Vogel pulled a sixteen-page report from the file folder on the
end table.  “I used your brother’s machine to make you a copy.”

“This isn’t a—this is a progress report for the UE-2000, Frank’s project.”

“Dated today.  And it is a suicide note, Alex.  The format isn’t stereotypical, but it’s more common than you think.  Overachievers like the victim tend to attach their self worth to their success.  When one bottoms out—as that report clearly indicates—the other sometimes follows.”

“So how do you explain
the call I got?”

“I can’t Alex.  And that does bug
me.  That’s why I’ve spent this last couple hours going round and round with you.  Given the suicide ruling, I’d narrowed the likely sources of the call down to you and your brother.  But now that I’ve eliminated you two, I’ve got nothing.  The call is a loose end, but I’ve tied up all the other strands as neatly as a bridesmaid’s bouquet.  I have no choice but to consider it a red herring and move on.”

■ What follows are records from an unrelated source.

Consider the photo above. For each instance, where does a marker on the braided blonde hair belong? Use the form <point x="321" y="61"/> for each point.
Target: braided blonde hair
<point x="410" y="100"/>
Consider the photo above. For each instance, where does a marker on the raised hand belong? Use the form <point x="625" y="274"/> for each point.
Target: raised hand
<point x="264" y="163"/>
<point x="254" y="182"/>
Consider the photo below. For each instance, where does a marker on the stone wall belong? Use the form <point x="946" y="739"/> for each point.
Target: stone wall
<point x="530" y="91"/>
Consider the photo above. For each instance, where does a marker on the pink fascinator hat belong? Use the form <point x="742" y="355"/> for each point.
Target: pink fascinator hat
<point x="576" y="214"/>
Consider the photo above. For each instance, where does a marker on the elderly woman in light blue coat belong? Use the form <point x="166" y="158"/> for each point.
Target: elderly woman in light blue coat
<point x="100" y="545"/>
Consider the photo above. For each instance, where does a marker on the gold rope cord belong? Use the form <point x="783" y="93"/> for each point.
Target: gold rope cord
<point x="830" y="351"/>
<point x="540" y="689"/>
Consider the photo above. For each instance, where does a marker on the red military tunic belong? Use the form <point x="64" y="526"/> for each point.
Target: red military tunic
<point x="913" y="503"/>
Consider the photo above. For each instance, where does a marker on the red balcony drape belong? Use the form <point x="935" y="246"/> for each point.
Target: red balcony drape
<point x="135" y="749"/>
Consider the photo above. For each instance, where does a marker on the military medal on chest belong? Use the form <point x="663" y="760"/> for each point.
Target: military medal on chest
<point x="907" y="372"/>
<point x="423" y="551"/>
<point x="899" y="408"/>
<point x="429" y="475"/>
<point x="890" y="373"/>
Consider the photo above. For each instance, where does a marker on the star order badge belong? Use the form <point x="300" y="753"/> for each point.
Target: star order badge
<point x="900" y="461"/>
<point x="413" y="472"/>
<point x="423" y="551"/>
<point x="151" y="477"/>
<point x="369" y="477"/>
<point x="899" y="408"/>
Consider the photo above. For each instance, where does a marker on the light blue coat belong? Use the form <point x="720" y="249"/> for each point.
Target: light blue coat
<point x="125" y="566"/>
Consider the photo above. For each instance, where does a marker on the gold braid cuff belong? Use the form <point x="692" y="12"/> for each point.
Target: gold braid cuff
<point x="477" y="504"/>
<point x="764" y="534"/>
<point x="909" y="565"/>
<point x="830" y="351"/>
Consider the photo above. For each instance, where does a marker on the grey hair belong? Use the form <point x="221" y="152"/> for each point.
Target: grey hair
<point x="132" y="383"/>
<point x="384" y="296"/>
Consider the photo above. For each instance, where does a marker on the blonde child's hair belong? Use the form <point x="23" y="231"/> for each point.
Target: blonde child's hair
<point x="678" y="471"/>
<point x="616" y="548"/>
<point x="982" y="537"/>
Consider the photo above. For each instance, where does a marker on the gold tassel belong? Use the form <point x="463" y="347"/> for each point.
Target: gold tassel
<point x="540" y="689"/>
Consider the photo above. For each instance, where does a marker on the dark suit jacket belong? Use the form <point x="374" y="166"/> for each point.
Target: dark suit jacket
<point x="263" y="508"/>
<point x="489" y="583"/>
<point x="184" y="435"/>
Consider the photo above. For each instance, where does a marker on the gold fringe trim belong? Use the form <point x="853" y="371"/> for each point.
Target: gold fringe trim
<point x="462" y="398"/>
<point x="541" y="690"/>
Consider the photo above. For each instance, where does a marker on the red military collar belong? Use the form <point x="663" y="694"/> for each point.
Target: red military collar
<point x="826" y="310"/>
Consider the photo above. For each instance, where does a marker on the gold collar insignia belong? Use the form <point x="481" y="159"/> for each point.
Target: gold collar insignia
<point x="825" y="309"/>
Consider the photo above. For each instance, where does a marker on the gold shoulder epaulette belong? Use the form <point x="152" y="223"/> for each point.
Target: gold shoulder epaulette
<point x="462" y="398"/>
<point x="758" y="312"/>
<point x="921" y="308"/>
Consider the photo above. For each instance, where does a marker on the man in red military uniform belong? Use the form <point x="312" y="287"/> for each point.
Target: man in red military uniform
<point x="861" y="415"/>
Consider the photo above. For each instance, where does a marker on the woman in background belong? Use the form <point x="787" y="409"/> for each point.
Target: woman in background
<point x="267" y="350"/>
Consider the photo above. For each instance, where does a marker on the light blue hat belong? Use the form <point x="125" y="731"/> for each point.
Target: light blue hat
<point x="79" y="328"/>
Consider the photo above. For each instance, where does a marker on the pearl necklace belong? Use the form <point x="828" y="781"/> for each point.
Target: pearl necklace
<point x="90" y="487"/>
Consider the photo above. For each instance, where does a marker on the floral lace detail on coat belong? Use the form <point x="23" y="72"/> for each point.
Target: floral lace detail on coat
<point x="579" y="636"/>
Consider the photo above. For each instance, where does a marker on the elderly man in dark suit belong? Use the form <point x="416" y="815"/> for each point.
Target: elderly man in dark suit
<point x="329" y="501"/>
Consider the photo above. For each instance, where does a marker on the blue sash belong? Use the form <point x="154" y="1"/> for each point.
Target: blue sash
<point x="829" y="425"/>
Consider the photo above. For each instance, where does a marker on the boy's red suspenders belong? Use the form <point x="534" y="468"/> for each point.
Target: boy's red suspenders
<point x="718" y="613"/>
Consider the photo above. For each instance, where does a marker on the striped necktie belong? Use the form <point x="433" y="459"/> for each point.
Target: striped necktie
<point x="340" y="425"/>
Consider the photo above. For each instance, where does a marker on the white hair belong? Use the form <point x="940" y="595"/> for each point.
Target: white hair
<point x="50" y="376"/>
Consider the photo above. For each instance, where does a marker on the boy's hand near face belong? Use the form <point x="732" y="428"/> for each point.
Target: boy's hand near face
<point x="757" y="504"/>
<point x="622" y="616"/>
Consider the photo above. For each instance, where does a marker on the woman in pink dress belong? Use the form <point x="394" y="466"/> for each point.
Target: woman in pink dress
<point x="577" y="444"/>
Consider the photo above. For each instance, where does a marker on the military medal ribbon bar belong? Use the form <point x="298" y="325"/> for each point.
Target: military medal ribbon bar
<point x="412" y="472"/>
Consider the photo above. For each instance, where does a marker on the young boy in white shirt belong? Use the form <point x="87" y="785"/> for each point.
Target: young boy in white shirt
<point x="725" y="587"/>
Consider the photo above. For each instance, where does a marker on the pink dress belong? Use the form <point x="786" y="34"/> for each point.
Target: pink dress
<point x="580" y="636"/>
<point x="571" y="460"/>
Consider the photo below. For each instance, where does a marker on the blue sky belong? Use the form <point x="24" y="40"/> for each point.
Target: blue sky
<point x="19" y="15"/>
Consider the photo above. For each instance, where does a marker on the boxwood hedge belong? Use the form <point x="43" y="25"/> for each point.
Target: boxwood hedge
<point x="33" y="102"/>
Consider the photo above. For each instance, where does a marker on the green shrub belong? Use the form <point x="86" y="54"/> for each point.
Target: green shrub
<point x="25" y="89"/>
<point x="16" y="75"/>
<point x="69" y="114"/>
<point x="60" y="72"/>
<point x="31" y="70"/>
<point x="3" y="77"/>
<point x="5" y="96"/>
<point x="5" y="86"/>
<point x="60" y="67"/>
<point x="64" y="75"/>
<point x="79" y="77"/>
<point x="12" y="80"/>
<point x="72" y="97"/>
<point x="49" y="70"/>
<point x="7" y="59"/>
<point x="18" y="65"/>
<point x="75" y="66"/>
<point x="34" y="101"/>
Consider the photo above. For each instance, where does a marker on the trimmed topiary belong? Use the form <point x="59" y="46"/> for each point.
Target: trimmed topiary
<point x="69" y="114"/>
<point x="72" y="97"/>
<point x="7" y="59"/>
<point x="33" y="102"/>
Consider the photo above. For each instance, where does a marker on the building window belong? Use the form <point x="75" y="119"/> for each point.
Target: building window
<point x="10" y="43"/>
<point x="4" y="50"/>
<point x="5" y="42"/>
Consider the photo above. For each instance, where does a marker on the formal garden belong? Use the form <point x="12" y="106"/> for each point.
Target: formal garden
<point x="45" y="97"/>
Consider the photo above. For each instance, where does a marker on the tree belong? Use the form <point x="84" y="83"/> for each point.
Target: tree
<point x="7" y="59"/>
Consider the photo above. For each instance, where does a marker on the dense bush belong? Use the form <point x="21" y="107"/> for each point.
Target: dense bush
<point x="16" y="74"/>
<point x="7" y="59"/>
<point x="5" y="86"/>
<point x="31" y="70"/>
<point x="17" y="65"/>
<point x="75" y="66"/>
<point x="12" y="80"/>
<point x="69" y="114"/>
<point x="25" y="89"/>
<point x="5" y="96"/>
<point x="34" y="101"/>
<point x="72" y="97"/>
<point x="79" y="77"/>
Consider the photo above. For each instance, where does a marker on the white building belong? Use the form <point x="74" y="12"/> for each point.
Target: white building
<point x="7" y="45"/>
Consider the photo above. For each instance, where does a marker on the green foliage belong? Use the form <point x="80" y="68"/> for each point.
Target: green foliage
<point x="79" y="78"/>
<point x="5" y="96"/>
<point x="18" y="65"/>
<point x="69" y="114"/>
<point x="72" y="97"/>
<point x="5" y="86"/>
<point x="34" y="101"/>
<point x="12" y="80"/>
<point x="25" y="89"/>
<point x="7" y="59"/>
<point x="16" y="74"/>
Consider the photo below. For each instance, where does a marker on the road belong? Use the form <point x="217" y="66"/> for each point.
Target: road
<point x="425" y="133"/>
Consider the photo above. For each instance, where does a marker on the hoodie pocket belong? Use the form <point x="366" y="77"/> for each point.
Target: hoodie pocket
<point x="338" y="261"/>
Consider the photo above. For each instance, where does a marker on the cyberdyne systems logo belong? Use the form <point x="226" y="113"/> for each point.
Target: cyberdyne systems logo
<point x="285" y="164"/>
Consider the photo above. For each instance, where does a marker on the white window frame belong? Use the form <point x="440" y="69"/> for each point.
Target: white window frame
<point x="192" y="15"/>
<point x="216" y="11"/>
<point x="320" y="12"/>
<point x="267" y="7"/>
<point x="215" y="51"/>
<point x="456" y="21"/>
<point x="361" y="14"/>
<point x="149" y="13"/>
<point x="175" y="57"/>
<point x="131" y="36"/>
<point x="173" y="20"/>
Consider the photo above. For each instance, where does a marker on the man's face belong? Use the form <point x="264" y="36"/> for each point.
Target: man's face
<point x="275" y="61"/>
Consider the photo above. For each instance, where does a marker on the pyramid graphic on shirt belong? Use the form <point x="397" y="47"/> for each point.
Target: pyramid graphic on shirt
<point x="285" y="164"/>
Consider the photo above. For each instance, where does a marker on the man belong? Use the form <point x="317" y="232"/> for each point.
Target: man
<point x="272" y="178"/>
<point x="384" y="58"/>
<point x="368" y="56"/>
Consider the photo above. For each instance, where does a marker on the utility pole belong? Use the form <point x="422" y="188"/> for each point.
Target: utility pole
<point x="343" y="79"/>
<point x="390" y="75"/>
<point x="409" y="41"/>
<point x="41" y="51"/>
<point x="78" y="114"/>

Alex began to speak but Vogel stopped him with raised palms.
  “I’ll be the first to admit that, at the personal level, it’s not a satisfying course of action.  But as a professional, it is the only practical one.  I hope you’ll agree that I gave it a good shot.”

“No pun intended, I’m sure.”

Vogel grimaced at his faux pas and then motioned to his colleague to clear out.

Two minutes later Alex was alone i
n his brother’s house.  His house now…  As the stillness began to sink into his bones, he found himself afraid to let his emotions loose.  He was already too drained to turn that spigot on.  So he fired up the coffee pot and forced his mind to keep crunching the mundane. 

How had Vogel known to hone in on those five minutes after he called 911, on his only lie?  It had nothing to do with the phone call, but Vogel’s intuition was uncanny nonetheless. 
He was right; Alex had not just sat there weeping in the chair.  His instinct had kicked in, and he’d run up to Frank’s bedroom…

Alex stood and withdrew Frank’s slim leather diary from the
cargo pocket of his coveralls.  He didn’t know if anything relevant would be there, but he knew he didn’t want to share any more of Frank with the police, not yet anyway.  The death of a sibling was an intimate affair.

Alex half expected a clap of thunder as he opened the diary and began flipping pages toward the end.  Frank was a scientist, a methodical creature of habit, and it showed.  The pages of
The Puzzler
all looked the same.  His brilliant brother’s habit had started when he was twelve, and continued for twenty years: concise questions written hopefully at night, brief answers jotted merrily in the morning, the subconscious products of an unfettered analytical mind: 
Why does it crack?  Temperature gradient.  How to regenerate?  Xenon gas

As Alex flipped closer to today’s date, the pattern changed.  For the last two months, the bed
time question remained the same and the morning epiphany was always absent, absent until this morning.  This morning there was a single word beside last night’s “Who?”  The word was “Elaine.”